- What are my rights as an employee who is the victim of domestic violence?
Your employer should not penalize you for taking time off to go to court for a Domestic Violence Protective Order (DVPO). You are required to follow your employer’s usual time-off policy or procedure. If your employer requires written documentation to explain your absence, you can ask the clerk of court to provide you with a note.
- What are my rights as a tenant who is the victim of domestic violence?
A landlord cannot discriminate against a tenant because the tenant is a victim of domestic violence.
You may terminate your lease on 30 days’ notice to your landlord if you give your landlord a copy of either 1) a DVPO or 50C order that was issued after the defendant was served (this does not include an ex parte order), 2) a criminal order that prohibits the defendant from having contact with you, or 3) an Address Confidentiality Program card. You must also give your landlord a copy of a safety plan, which you can create with the help of your local domestic violence or sexual assault agency. Once you submit these documents, your landlord can charge you rent for the following 30 days, but cannot charge other fees for early termination, such as refusing to return your security deposit.

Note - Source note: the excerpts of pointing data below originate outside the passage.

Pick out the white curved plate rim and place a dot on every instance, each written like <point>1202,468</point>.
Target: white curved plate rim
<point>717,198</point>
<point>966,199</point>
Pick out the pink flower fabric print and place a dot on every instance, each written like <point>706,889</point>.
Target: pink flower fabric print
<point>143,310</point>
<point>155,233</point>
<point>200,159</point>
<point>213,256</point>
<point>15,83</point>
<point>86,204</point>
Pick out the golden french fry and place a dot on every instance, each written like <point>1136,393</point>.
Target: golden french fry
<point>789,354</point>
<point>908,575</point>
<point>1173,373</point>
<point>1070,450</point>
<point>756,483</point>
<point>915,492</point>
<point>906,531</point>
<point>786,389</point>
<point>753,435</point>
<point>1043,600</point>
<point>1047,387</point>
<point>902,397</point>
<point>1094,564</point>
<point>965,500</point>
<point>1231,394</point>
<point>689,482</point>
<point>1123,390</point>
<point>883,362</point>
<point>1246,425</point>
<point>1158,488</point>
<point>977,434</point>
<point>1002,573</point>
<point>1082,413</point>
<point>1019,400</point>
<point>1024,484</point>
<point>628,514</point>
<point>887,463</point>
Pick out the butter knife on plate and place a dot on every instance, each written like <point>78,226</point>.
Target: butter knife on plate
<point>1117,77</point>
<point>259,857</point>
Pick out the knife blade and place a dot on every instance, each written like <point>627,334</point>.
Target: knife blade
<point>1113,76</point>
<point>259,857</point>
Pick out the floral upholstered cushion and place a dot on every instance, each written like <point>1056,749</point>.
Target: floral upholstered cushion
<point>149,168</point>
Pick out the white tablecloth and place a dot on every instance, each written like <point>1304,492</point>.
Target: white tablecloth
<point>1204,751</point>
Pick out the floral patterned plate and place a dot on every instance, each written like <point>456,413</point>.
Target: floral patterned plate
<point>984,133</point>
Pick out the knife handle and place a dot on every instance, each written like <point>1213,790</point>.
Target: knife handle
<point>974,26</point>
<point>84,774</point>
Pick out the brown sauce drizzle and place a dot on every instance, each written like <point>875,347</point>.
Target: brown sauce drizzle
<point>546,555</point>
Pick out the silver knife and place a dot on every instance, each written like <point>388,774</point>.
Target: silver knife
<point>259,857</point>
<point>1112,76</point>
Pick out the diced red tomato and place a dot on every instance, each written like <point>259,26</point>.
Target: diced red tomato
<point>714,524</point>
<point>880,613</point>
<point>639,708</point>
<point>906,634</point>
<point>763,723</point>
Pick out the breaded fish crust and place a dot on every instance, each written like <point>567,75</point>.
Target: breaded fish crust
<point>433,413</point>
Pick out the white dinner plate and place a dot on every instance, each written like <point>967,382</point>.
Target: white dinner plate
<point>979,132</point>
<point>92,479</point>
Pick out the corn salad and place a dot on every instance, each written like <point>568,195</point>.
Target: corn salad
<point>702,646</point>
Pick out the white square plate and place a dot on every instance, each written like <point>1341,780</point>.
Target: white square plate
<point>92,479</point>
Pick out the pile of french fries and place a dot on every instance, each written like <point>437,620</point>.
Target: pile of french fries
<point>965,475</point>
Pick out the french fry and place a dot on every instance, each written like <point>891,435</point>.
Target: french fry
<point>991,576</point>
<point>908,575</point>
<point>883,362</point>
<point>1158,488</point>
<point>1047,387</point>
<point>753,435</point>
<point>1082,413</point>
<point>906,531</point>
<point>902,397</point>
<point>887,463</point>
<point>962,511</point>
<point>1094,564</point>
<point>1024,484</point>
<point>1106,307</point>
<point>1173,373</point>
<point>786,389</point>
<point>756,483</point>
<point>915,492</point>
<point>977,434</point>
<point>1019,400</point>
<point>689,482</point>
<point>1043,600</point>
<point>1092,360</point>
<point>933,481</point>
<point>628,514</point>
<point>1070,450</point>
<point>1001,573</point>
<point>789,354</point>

If the perpetrator is not on the lease for your home, you can request that your landlord change the locks and do not need to provide documentation of the domestic violence. The landlord is required to either change the locks or allow you to do so. If the perpetrator is on your lease, the landlord is required to change the locks if you give the landlord a copy of a DVPO or other court order requiring the perpetrator to stay away from your home. The landlord can charge you for the cost of changing the locks.
- What is the Address Confidentiality Program?
The Address Confidentiality Program is a program operated by the North Carolina Attorney General’s Office to keep the addresses of victims of domestic violence, sexual assault, and stalking out of public records. You can learn more about this program and sign up by calling (919) 716-6785 or visiting the program’s website. Your local domestic violence agency also may be able to assist you in signing up for this program.
- What is the Victim Compensation Program?
The Victim Compensation Program is a program run by North Carolina state government to pay the medical bills and lost wages of victims resulting from crime, including domestic violence and sexual assault. You can learn more about this program and submit an application for assistance by calling (919) 733-7974 or visiting the program’s website. Your local domestic violence agency also may be able to assist you with your application.
- How will getting a DVPO affect my child custody case?
Judges are required to consider domestic violence as a factor in child custody cases, whether or not there is a DVPO. The judge will also consider all other relevant factors in the case, including anything that affects the best interests of the child. You should consult with an attorney about your specific situation.